# Reicht ein Noctua D15 für I9 9900K?



## Fen_Rir442 (23. Oktober 2018)

*Reicht ein Noctua D15 für I9 9900K?*

Wollte mal wissen, ob es schon Erfahrungswerte diesbezüglich gibt.
Schafft es ein Noctua D15 den 9900K bei 4,6 - 4,7 GHz all Core  soweit zu kühlen, dass es nicht kritisch wird, oder ist in dem Fall immer zwingend eine WaKü von Nöten?


----------



## royaldoom3 (23. Oktober 2018)

*AW: Reicht ein Noctua D15 für I9 9900K?*

Schau dir mal das Video von der8auer an YouTube 

Er sagt, dass die CPU wohl schon im Stock zustand recht warm wird. Kritisch wird es nicht, aber die CPU kann schon so seine 90-95°C im 100% Bereich werden. Wieso erzählt der8auer im Video. Ist recht interessant


----------



## Abductee (23. Oktober 2018)

*AW: Reicht ein Noctua D15 für I9 9900K?*

Im freien Boost ohne TDP-Limit: nein
Da hilft im übrigen auch keine 240er AiO.
Du kannst bei der Leistungsaufnahme aber die goldene Mitte nehmen, bzw. dich herantasten.
Ich würd mal 110W probieren und schaun wie hoch die Temperaturen klettern.


----------



## Duke711 (23. Oktober 2018)

*AW: Reicht ein Noctua D15 für I9 9900K?*

Der Noctua D15 ist für solch eine hohe Wärmestromdichte schlicht und ergreifend nicht geeignet, siehe Video. Das hat übrigens auch nichts mit der Kühlleisung des Noctua D15 zu tun.  Denn für die deutlich höhere Wärmestromdichte werden andere Heatpipes benötigt.


----------



## Fen_Rir442 (23. Oktober 2018)

*AW: Reicht ein Noctua D15 für I9 9900K?*

Gibt es überhaupt einen Luftkühler der auch nur ansatzweise dafür geeignet wäre? 
AIOs sind ja ebenso überfordert und als "Nichtbastler" fällt ne Custom WaKü flach. Schon ärgerlich


----------



## Govego (23. Oktober 2018)

*AW: Reicht ein Noctua D15 für I9 9900K?*

da der noctua d15 einer der stärksten luftkühler auf dem markt ist lautet die antwort nein. das soll aber nicht heißen, dass dieser kühler vollkommen ungeeignet ist diesen prozessor zu kühlen. ich würde mich nur von dem gedanken verabschieden den prozessor zu übertackten. da der prozessor sowieso ohne ende strom zieht und sich dann von alleine übertacktet ist das auch gar nicht notwendig.
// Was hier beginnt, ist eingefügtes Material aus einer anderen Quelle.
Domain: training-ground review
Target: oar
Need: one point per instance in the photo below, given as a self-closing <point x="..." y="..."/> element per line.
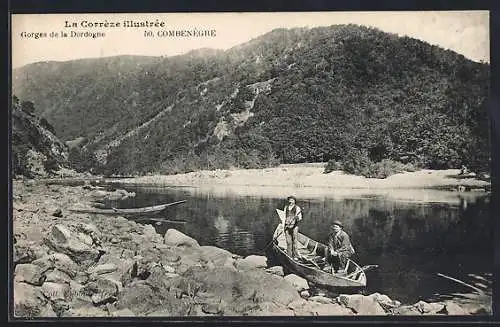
<point x="460" y="282"/>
hol dir den prozessor und betreibe ihn in den von intel vorgegebenen spezifikationen und er wird dann auch nicht so ein hitzkopf. er ist dann trotzdem schnell genug für irgendwelche spiele


----------



## defender197899 (23. Oktober 2018)

*AW: Reicht ein Noctua D15 für I9 9900K?*

hardware unboxed haben auch mit dem nd15 getestet und auch da reicht der Kühler nur  für max out of the Box  am besten ohne  Multicoreenhancement  und bei 95 W


----------



## drstoecker (23. Oktober 2018)

*AW: Reicht ein Noctua D15 für I9 9900K?*

Ich würde auch vorab prüfen ob nicht ein z390 Board Vorraussetzung für die cpu ist. Evtl. Hilft auch uv.


----------



## 0ssi (23. Oktober 2018)

*AW: Reicht ein Noctua D15 für I9 9900K?*



Fen_Rir442 schrieb:


> Schafft es ein Noctua D15 den 9900K bei 4,6 - 4,7 GHz all Core  soweit zu kühlen, dass es nicht kritisch wird, oder ist in dem Fall immer zwingend eine WaKü von Nöten?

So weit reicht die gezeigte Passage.